Noir.
Une couverture noire.
Un quatrième de couverture noir.
Un dos, une tranche, noirs.
Un album noir, totalement noir.
Et dessus ? Des écritures noires, elles aussi. Noires sur noir, à peine décelables selon l’inclinaison que l’on donne à l’album et l’angle de la lumière touchant cette masse noire.
Un bien étrange objet qui attire immédiatement l’œil.
Et qui nous pousse à l’ouvrir… l’œil comme l’objet.
A l’intérieur ? Du noir, évidemment.
Page de garde, page de titre… première page… noires.
Nous parlons de BD, alors, bien sûr, des cases apparaissent… des cases remplies de noir, évidemment.
Peut-être distingue-t-on une très légère touche de gris. Très foncé, le gris. « Noir clair », pourrions-nous presque dire.
Forcément, on s’interroge. Et nous ne sommes pas seuls, à nous interroger : des mots apparaissent dans ces cases emplies de noir, des mots se demandant pourquoi tout ce noir.
Comme nous, le « héros » de ce livre est totalement perdu, troublé, désarçonné. Il cherche à comprendre. Nous cherchons à comprendre avec lui.
Est-il dans le noir ? Est-il aveugle ? Est-il ?
Il nous fait part de ses interrogations… et ses interrogations nous interrogent.
Une autre voix intervient. Elle tente de lui parler, elle l’interroge.
Il l’entend, il lui répond… mais elle, elle ne l’entend pas.
Il s’interroge : « Pourquoi ne m’entend-elle pas ? »
On s’interroge : « Pourquoi ne l’entend-elle pas ? »
Il pense la reconnaître : son amie… sa petite amie.
Elle est triste. Elle s’interroge sur ses yeux ouverts et pourtant sans vie.
Il est stupéfait : il s’interroge sur ses yeux qu’elle dit ouverts alors qu’il ne voit que du noir.
Il lui tend la main, mais au même moment, elle interroge : « Pourquoi ne bouge-t-il pas ? Le peut-il encore ? »

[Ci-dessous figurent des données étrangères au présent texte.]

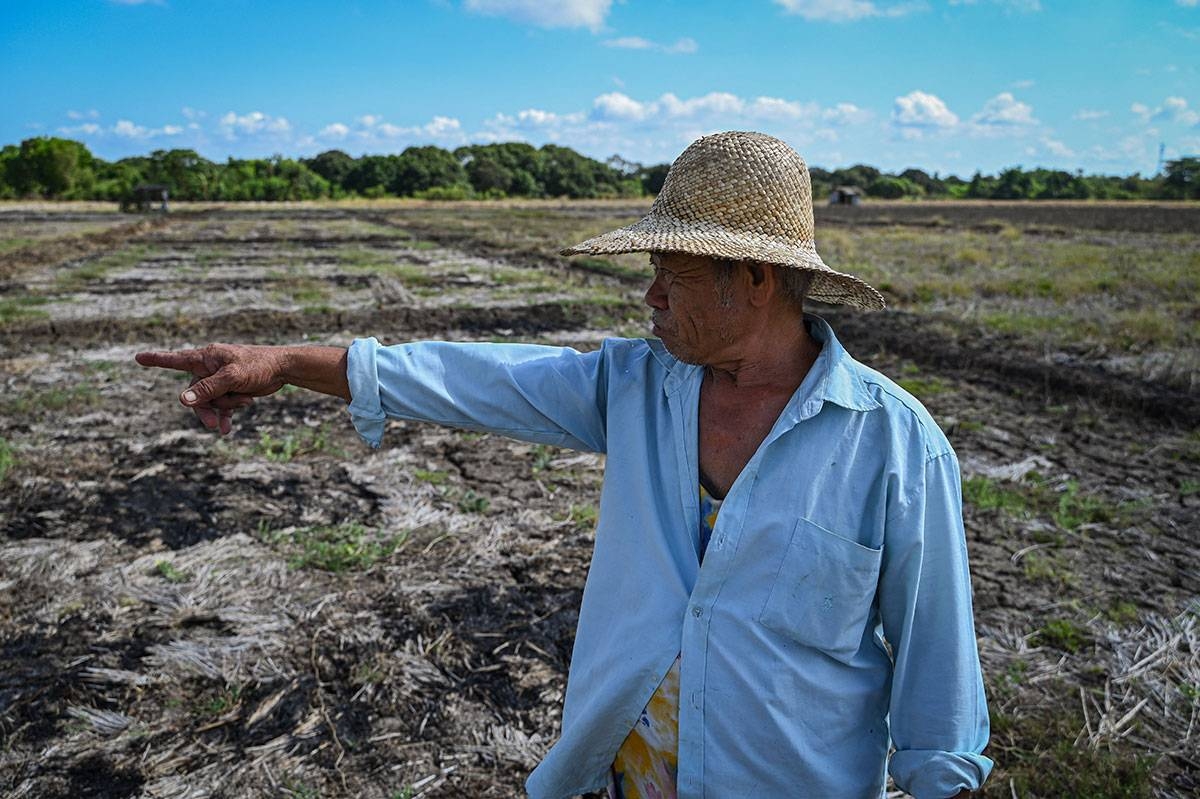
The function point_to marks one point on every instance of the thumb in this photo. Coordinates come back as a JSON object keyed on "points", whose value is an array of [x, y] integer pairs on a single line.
{"points": [[204, 391]]}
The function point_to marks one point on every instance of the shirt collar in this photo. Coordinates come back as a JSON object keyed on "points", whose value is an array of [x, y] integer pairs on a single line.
{"points": [[834, 377]]}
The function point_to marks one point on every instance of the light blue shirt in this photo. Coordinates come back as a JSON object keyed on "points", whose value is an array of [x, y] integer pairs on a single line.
{"points": [[832, 614]]}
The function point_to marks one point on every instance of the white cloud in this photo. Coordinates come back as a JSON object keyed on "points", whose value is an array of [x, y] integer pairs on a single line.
{"points": [[1174, 109], [442, 127], [846, 114], [681, 47], [127, 130], [846, 10], [1014, 5], [617, 106], [684, 46], [88, 128], [334, 131], [544, 13], [1057, 148], [371, 131], [1003, 112], [253, 124], [630, 43], [919, 112]]}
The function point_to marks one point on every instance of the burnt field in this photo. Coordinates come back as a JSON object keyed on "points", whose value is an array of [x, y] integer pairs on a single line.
{"points": [[288, 613]]}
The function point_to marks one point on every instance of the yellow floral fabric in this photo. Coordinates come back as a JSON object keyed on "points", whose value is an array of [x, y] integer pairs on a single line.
{"points": [[647, 763]]}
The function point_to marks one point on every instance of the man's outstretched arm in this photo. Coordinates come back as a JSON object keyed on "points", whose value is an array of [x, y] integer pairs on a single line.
{"points": [[227, 377]]}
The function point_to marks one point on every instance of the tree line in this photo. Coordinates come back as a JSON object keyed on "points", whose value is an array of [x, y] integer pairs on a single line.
{"points": [[54, 168]]}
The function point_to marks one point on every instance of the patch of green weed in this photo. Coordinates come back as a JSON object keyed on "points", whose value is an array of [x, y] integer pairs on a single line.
{"points": [[473, 503], [1061, 634], [168, 571], [336, 548], [985, 493], [294, 444], [431, 476], [7, 458]]}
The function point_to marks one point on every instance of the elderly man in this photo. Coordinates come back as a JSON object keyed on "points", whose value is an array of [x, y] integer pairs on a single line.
{"points": [[779, 592]]}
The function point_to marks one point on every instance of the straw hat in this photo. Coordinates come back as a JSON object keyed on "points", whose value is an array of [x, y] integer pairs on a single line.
{"points": [[738, 196]]}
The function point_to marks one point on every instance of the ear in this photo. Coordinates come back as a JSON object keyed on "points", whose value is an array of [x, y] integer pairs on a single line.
{"points": [[761, 283]]}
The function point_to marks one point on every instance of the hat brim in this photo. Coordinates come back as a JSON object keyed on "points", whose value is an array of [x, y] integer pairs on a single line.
{"points": [[655, 233]]}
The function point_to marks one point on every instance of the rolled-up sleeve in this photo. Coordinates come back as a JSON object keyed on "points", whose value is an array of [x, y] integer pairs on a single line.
{"points": [[549, 395], [939, 714]]}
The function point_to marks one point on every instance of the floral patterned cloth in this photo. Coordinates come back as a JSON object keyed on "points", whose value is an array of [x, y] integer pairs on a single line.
{"points": [[647, 763]]}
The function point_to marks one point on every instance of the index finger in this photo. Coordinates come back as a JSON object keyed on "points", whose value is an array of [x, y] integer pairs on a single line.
{"points": [[185, 360]]}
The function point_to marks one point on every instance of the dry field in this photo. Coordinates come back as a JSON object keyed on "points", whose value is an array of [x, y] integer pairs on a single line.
{"points": [[289, 613]]}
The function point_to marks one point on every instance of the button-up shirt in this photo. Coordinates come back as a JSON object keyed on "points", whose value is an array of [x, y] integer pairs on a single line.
{"points": [[831, 619]]}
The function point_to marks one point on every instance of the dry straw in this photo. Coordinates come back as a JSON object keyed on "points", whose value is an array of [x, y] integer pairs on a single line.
{"points": [[738, 196]]}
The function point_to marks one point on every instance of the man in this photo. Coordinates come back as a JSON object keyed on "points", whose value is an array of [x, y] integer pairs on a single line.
{"points": [[825, 616]]}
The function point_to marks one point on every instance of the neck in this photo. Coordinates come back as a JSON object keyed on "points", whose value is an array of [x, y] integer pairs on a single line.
{"points": [[777, 355]]}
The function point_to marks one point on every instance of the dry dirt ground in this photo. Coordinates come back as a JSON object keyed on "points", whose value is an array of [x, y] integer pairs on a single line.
{"points": [[289, 613]]}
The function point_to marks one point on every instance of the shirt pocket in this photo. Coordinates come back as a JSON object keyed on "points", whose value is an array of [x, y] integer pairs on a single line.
{"points": [[823, 592]]}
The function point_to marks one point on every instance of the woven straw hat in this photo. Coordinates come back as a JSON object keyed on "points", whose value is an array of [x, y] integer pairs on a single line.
{"points": [[737, 196]]}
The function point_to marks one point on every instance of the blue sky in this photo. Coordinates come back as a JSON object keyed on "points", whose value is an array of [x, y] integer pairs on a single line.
{"points": [[947, 85]]}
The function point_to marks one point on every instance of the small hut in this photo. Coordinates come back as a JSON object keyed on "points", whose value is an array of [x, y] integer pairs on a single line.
{"points": [[845, 196], [144, 197]]}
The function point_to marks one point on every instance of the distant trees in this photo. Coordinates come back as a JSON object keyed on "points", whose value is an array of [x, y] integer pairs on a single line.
{"points": [[1182, 179], [54, 168]]}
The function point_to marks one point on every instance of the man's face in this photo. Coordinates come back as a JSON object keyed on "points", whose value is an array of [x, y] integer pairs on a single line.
{"points": [[695, 314]]}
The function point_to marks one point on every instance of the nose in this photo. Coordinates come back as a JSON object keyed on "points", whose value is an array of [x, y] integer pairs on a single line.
{"points": [[657, 295]]}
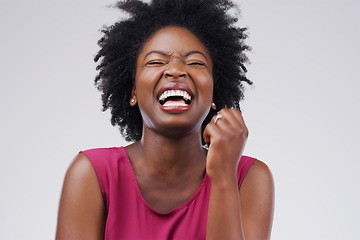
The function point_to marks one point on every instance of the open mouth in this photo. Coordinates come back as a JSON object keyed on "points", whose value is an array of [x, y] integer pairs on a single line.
{"points": [[173, 98]]}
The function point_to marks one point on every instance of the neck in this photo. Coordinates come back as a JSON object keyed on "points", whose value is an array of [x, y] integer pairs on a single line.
{"points": [[168, 155]]}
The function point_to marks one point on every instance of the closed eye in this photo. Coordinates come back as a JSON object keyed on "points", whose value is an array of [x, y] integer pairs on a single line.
{"points": [[196, 64], [155, 63]]}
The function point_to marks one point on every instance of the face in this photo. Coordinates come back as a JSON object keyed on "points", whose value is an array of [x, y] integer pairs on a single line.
{"points": [[174, 83]]}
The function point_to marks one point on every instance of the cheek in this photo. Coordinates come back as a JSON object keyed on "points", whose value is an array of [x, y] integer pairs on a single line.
{"points": [[145, 83], [207, 85]]}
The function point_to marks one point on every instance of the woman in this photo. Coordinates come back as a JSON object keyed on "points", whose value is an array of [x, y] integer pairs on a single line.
{"points": [[171, 75]]}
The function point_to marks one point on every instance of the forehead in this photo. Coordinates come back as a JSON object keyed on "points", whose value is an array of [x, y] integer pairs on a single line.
{"points": [[174, 39]]}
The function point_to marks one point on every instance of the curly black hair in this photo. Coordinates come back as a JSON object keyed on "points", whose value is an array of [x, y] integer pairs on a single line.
{"points": [[122, 42]]}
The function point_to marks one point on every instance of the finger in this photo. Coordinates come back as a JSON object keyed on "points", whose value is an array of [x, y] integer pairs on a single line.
{"points": [[233, 116], [211, 130]]}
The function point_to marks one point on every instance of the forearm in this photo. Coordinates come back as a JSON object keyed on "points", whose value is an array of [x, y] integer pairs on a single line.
{"points": [[224, 214]]}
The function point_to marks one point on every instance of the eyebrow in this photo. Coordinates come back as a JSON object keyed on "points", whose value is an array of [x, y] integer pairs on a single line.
{"points": [[167, 53]]}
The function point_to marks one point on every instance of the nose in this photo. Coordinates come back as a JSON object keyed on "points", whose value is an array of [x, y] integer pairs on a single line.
{"points": [[175, 70]]}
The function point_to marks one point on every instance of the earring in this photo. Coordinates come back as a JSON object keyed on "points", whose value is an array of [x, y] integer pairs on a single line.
{"points": [[213, 106], [132, 102]]}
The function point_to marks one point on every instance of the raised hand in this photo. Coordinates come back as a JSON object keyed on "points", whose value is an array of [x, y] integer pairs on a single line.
{"points": [[227, 135]]}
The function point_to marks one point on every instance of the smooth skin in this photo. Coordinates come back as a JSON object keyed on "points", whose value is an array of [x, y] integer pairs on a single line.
{"points": [[169, 161]]}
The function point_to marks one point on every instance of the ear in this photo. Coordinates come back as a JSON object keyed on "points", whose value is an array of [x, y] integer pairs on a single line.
{"points": [[133, 99]]}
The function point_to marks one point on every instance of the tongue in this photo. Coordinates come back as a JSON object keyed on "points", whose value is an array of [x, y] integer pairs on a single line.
{"points": [[175, 102]]}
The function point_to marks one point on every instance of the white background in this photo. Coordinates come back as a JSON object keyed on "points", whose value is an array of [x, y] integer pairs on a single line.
{"points": [[303, 111]]}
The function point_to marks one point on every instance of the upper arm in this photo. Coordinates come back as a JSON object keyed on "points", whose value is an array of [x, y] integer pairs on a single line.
{"points": [[257, 202], [82, 210]]}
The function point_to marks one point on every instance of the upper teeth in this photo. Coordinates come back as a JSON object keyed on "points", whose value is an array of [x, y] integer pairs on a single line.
{"points": [[174, 93]]}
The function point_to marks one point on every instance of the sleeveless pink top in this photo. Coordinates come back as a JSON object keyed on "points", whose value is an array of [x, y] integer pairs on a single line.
{"points": [[129, 217]]}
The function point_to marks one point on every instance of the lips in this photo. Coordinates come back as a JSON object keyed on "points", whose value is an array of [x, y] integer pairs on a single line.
{"points": [[175, 97]]}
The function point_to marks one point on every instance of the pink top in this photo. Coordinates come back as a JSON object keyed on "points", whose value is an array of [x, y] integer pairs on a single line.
{"points": [[130, 217]]}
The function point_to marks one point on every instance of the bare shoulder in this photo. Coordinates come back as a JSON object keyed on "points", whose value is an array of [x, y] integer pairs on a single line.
{"points": [[82, 210], [80, 169], [257, 201], [259, 175]]}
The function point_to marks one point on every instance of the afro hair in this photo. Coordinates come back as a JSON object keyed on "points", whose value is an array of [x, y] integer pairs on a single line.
{"points": [[122, 42]]}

Une autre voix lui répond que, depuis le choc, il est victime d’ataraxie totale, ce qui signifie qu’il ne ressent absolument plus rien.
Il veut protester, leur dire qu’il ressent, leur dire qu’il entend, leur dire qu’il est vivant.
Les voix s’effacent, le noir revient. Profond. Pesant. Oppressant. Pour lui comme pour nous.
Le noir ne sera brisé que lorsque des voix apparaitront : la sienne, celle de son amie, celle du docteur, celle de l’infirmière… celle de l’inspecteur… celles qui aimeraient récupérer les codes… celles qui complotent… celles qui aimeraient l’aider… celles qui aimeraient le débrancher…
Des voix qui emplissent le noir qui emplit les cases… et qui petit à petit créent une lueur dans cette obscurité… esquissent une image sur ce fond noir… comme les pièces d’un puzzle… un puzzle qu’il reconstitue petit à petit… un puzzle que l’on reconstitue petit à petit…
Un puzzle effrayant pour lui, un puzzle captivant pour nous…
Une expérience de vie (de non-vie ?) éprouvante pour lui, une expérience de bande dessinée (de bande non-dessinée ?) bluffante pour nous…
Un nouvel OVNI hallucinant de Marc-Antoine Mathieu qui fait preuve une nouvelle fois d’une incroyable maîtrise, ce détournement du média se révélant aussi fou et osé que totalement pertinent et au service de l’histoire… et de son message.